Os caminhos para a (s) democracia (s)

As reivindicações populares fazem relembrar o programa incumprido dos jovens oficiais livres: o pão, a liberdade e a independência, no entanto ainda não definiram o seu modelo de democracia política.
Mas o avanço da revolução democrática na Tunísia como no Egipto, contém desde já uma lição de ciência e de ética políticas:
A democracia não se exporta e impõe com exércitos de ocupação, como acontece no Iraque e no Afeganistão. Os povos árabes têm dentro de si a força e a capacidade de lutar pelas suas reivindicações políticas fundamentais.
E não tem ido fácil o caminho dos povos africanos para a democracia e o progresso social: Nos anos 50 a revolução africana dispunha de uma pequena elite revolucionária, que foi em muitos casos liquidada pelos seus inimigos colonialistas, como Lumumba no Congo belga e Amilcar Cabral na Guiné, ou afastada por golpes de estado, como Ben Bella na Argélia, mas sempre com a cumplicidade e mesmo o apoio activo de outros líderes locais.

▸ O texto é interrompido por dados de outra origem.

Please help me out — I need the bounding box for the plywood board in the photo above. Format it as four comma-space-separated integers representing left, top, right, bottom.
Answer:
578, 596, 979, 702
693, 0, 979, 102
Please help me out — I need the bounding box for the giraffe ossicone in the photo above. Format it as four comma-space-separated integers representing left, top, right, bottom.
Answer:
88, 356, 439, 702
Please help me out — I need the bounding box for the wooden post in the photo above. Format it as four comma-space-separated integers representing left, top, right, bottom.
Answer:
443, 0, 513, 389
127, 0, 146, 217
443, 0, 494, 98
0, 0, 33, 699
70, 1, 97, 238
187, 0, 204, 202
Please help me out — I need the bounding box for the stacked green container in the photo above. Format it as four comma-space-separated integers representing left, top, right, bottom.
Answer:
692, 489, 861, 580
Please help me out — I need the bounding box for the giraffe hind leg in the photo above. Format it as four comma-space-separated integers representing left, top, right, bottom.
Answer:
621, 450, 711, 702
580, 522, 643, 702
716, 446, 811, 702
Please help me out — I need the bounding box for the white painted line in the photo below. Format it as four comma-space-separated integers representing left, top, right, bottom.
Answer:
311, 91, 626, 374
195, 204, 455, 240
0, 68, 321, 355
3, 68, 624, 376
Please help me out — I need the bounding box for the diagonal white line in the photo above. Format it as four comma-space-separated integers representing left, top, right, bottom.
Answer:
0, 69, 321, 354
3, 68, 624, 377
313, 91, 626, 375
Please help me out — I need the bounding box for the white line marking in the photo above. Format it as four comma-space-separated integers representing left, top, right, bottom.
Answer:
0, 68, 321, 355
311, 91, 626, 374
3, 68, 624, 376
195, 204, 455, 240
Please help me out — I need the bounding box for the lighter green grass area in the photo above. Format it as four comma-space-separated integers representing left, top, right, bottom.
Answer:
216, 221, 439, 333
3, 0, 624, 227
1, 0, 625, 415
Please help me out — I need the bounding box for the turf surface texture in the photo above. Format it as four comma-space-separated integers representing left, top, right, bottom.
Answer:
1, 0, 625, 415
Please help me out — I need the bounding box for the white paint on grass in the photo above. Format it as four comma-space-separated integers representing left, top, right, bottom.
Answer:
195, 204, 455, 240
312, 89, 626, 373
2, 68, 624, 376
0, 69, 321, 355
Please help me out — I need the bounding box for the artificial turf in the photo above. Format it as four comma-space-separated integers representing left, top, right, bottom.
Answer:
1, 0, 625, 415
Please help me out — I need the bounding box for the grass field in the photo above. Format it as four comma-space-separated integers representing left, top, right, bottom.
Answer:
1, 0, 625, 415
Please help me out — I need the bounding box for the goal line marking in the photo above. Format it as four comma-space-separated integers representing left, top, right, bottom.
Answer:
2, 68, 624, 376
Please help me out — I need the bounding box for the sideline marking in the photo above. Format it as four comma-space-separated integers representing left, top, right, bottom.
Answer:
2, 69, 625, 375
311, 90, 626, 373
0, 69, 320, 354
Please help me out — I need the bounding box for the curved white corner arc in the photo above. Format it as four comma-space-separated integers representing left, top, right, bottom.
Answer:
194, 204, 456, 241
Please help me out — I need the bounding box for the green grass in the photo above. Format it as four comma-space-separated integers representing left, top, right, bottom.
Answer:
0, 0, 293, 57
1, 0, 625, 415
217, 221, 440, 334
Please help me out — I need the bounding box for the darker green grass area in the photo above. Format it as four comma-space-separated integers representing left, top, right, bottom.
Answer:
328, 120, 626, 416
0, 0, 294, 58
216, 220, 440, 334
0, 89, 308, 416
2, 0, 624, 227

O neo-colonialismo, depois de ter instalado os seus governos na África de influência francesa ou inglesa, e à medida que as grandes empresas multinacionais ganhavam a dimensão económica dum Estado, evoluiu na sua estratégia para a fragmentação dos estados africanos, através do apoio das suas administrações a facções político-militares e tribais apostadas no controle das matérias-primas e dos mercados. Onde intervinham antes os estados imperialistas, com as suas forças armadas, avançam agora as multinacionais associadas aos oligarcas e senhores da guerra locais. A Nigéria, rica em petróleo e o seu estado dissidente do Biafra (guerra de secessão de 1967-1970), foi o primeiro palco desta tragédia moderna.
O monopólio do poder pelos dirigentes nacionalistas e a sua corrupção conduziu, mesmo em países onde a revolução teve carácter mais radical, ao crescimento de tendências conservadoras de influência islâmica. A Frente Islâmica que venceu as eleições argelinas, sofreu de imediato um golpe de estado, apoiado pelo Ocidente, seguido de uma sangrenta guerra civil (1991-2002), que, se conservou o regime, semeou o fundamentalismo e o terrorismo no mundo árabe, desacreditando a via democrática.

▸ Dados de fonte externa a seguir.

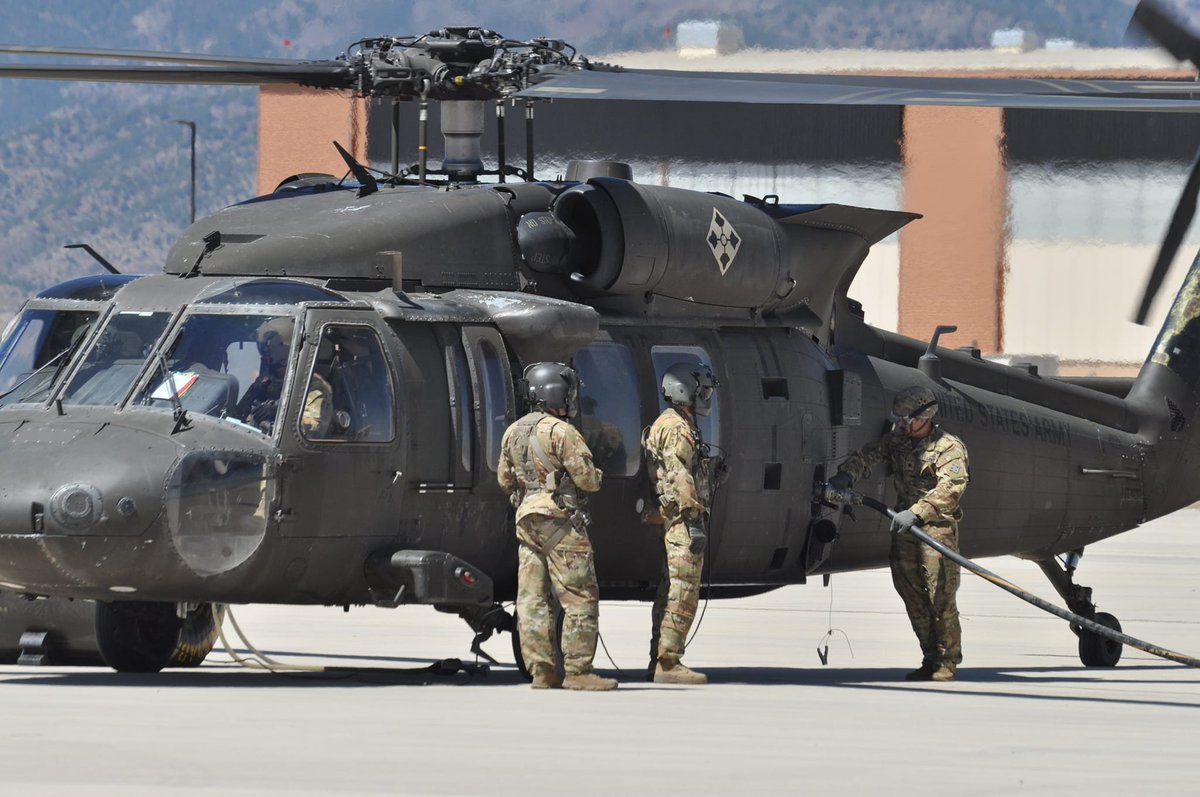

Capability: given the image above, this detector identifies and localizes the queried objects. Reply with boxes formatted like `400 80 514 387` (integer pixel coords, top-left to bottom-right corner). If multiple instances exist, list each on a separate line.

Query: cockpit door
275 308 404 541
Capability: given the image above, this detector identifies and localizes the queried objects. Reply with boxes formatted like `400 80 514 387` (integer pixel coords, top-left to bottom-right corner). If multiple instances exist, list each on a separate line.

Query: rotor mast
338 28 584 183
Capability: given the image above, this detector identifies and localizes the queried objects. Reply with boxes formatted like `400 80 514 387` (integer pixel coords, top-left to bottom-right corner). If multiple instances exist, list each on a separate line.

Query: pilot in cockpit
235 317 330 436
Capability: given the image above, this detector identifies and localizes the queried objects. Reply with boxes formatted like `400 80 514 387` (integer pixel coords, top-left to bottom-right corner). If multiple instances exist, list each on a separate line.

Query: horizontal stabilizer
776 204 921 246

Mas há um outro caminho para a democracia e a paz: o reconhecimento do direito das nações a disporem de si próprias e o incentivo moral, político e económico, para que cada povo encontre a sua própria via para a democracia moderna. Neste ponto, a resistência sectária das potências europeias à integração da Turquia na Europa comunitária (3% do seu território é europeu e o império bizantino integrou a cultura clássica europeia e a cultura oriental), constituiu uma oportunidade perdida para desenvolver a democracia nos países de influência islâmica e combater vitoriosamente o fundamentalismo.

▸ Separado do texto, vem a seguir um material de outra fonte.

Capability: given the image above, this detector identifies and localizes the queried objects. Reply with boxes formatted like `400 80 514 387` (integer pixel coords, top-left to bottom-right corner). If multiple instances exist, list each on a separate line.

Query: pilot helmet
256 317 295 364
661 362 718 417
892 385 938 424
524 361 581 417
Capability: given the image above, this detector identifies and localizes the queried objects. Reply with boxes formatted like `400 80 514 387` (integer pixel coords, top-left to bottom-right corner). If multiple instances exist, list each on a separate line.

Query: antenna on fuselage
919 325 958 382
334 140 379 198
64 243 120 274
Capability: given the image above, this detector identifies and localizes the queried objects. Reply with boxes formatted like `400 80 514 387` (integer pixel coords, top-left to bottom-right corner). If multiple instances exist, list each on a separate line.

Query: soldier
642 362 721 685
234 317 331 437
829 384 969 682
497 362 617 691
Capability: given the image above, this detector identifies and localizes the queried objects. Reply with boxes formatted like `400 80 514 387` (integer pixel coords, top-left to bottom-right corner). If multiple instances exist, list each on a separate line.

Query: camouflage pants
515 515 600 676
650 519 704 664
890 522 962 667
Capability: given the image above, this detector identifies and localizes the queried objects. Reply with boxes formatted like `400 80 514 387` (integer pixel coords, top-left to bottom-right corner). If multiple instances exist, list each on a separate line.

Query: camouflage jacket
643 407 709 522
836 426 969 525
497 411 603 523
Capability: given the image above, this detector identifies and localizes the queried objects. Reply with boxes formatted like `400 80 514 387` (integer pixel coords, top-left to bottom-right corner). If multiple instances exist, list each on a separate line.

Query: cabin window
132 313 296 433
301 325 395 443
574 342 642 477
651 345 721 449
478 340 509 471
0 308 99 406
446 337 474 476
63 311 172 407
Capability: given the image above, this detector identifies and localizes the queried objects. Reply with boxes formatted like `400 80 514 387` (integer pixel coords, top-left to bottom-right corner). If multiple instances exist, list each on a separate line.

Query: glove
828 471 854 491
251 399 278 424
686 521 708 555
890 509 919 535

No passado, não foram os reinos cristãos da Península Ibérica que destruíram a magnífica Córdoba do século IX, berço do primeiro renascimento europeu e da multiculturalidade dos povos e das grandes religiões do mediterrâneo. Foram sim os seus próprios irmãos de etnia, berberes fanáticos, o mesmo fanatismo que incentivou ao saque da Lisboa árabe do século XII pelos cruzados europeus e a Bizâncio cristã pelos cruzados venezianos. A lição histórica vale pelo inverso.
O terrorismo, qualquer que seja a sua origem e motivação política, será unicamente vencido pelos povos que o viram nascer e alimentar-se com o seu próprio sangue, evocando a causa comum.

Como a revolução democrática de Abril de 74, em Portugal, influenciou o mundo

A descolonização e democratização em Portugal não mudou apenas a correlação de forças no sul da África, em resultado da independência de Angola e Moçambique (1975), que deixou a Rodésia racista sem retaguarda, deu apoio à independência da Namíbia e isolou o regime de apartheid da África do Sul.
A derrocada dos regimes fascistas, militaristas e do apartheid contemporâneos, seguiria então um processo semelhante ao da revolução democrática portuguesa, impulsionado por crescentes ondas de manifestações e protestos populares pacíficos, que enfrentaram a repressão e enfraqueceram as ditaduras militares e oligárquicas, da Espanha à Grécia, ao Chile e Argentina, na Indonésia e Timor ou na África do Sul, talvez porque a revolução democrática tardia, no Portugal colonialista e fascista, que fez estremecer a Europa em 1974/75, tenha avisado as classes dominantes que a luta pela democracia e pela paz pode conduzir aos mais imprevisíveis resultados.
O processo histórico que na década de 90 do século XX viria a derrubar as repúblicas “socialistas e populares” foi igualmente acompanhado de grandes movimentações operárias e populares, ou da nova e mais numerosa classe média, que não tiveram de passar pela guerra civil para provocar a mudança de regime, facto novo na história das revoluções ( e contra revoluções) modernas, um caminho que a revolução de Abril de 1974 abriu, através da acção política independente e muitas vezes espontânea, de grandes massas populares, transformando o movimento subversivo liderado pelos capitães_MFA (Movimento das Forças Armadas) numa revolução democrática.
Será então possível ultrapassar o papel da violência na História e encontrar uma nova estratégia para realizar as utopias políticas que configuram o advento das democracias liberais e socialistas?
Em condições de ausência da democracia, seja o militarismo dos generais brasileiros ou o autoritarismo dos burocratas polacos, os sindicatos evoluíram para autênticas frentes políticas e assumiram um papel decisivo na mudança de regime, no Brasil e na América Latina, como na Polónia e no Leste europeu. E actualmente, na Tunísia. Nos países submetidos às ditaduras militares e fascistas, esse foi o papel dos partidos de esquerda e frentes democráticas.
Em Portugal, acresceu outro factor, determinante da queda do regime fascista: a guerra colonial prolongada. Na Argentina, seria a aventura militar dos generais com a ocupação violenta das ilhas Malvinas, ainda sob soberania britânica, e a guerra curta e sangrenta que se lhe seguiu, a precipitar a queda do regime.
A História viveu sempre destes paradoxos: as guerras, por mais brutais, são impotentes para garantir a paz perpétua. Mesmo o recurso às modernas tecnologias militares que produziram armas de destruição massiva, nucleares ou biológicas, significaria, para os vencedores, o primeiro e irreversível passo no holocausto da Humanidade e da Vida. Todas as contradições e oposições de classe e nacionalidade conduziram, ao longo da História, e ainda mais carecem num mundo em perigo que é o do presente e do futuro, a uma solução política!